18. Cegil

785 58 0
                                    

Siang yang terik. Pesantren Bustanul Hidayah sudah sepi, para santri-santriwati tampaknya mengikuti kelas diniyah mereka tanpa telat. Gedung Madrasah Diniyah milik pesantren berada di seberang gedung asrama pondok.

Terdengar bunyi bel masuk kelas. Pukul 13.30 memang waktu jam pertama kelas diniyah telah tiba. Para tholab-tholabah yang sebelumnya berada di teras kelas mereka, masuk ke dalam untuk menyiapkan diri. Menunggu ustadz mereka mengajar.

"Mbak, njenengan beneran ikut kelas ini cuman bawang konthong?" tanya Ida kala menunggu Ustadz Farhan untuk mengajar pelajaran akhlak dengan kitab Al-Akhlaq lil Banat karya Syekh Umar bin Ahmad Baraja.

"Bawang konthong? Itu apa, Da?" Hal tersebut sungguhlah istilah baru bagi Queen.

"Bawang konthong ya cuman ikut-ikutan aja, tapi nggak dianggap, Mbak," timpal Ida, membenahi posisi duduknya condong ke arah lawan bicara, "Hmm, maksudnya ... Mbak Queen memang ikut kelas Awaliyah 1B sekarang ini, tapi nanti nggak ikut kenaikan kelas."

Rupanya Queen cepat bisa menangkap penjelasan Ida, teman sebangkunya yang umuran kelas VII MTs.

Untuk sekolah diniyah yang biasanya disebut Madin--alias madrasah diniyah--tingkatan kelas sesuai dengan lamanya mesantren. Seperti Queen yang santri baru, ikut tingkatan Awaliyah, sama dengan Ida yang jauh lebih muda, tapi masuk pesantren di tahun angkatan yang sama. Namun, tak memungkiri, jikalau santri baru, tapi bisa lolos tes seleksi langsung ke tingkat Wustho atau Ulya, maka akan langsung naik ke tingkatkan tersebut, seperti misal para santri pindahan dari pesantren lain.
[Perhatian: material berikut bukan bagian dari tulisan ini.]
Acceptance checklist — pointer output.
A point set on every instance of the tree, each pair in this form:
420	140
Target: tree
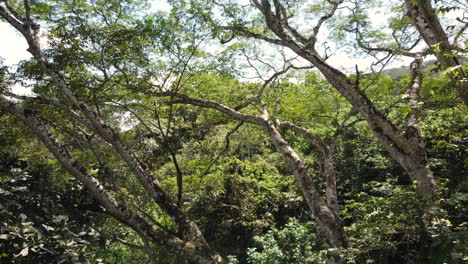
188	241
276	22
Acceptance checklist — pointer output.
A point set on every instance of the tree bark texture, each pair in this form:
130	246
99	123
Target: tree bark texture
406	148
427	23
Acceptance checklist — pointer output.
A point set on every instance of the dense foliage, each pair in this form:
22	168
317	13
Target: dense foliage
144	140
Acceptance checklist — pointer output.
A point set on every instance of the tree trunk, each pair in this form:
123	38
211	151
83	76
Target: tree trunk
325	216
428	25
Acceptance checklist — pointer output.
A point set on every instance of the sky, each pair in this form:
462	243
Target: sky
13	47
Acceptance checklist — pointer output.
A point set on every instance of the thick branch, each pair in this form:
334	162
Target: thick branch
117	209
327	156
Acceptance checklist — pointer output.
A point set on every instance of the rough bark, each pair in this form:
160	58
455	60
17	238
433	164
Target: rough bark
188	229
325	214
406	148
119	210
327	159
427	23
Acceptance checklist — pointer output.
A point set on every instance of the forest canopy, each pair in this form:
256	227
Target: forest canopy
235	132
Faktanya, Queen memang didawuhi Ummi Maftuhah untuk tetap mengikuti sekolah diniyah di tingkatan Awaliyah walau sebentar lagi musim kenaikan kelas, agar dia terbiasa dengan suasananya dahulu, belajar yang ada walau tertinggal banyak, tentunya untuk lebih banyak mengenal santriwati. Masalah kenaikan kelas, dia boleh mengikuti ulangan kenaikan, jika nilainya memenuhi standar kenaikan, bisa naik ke tingkatan Wustho, jikalau sebaliknya, jelaslah tetap tinggal.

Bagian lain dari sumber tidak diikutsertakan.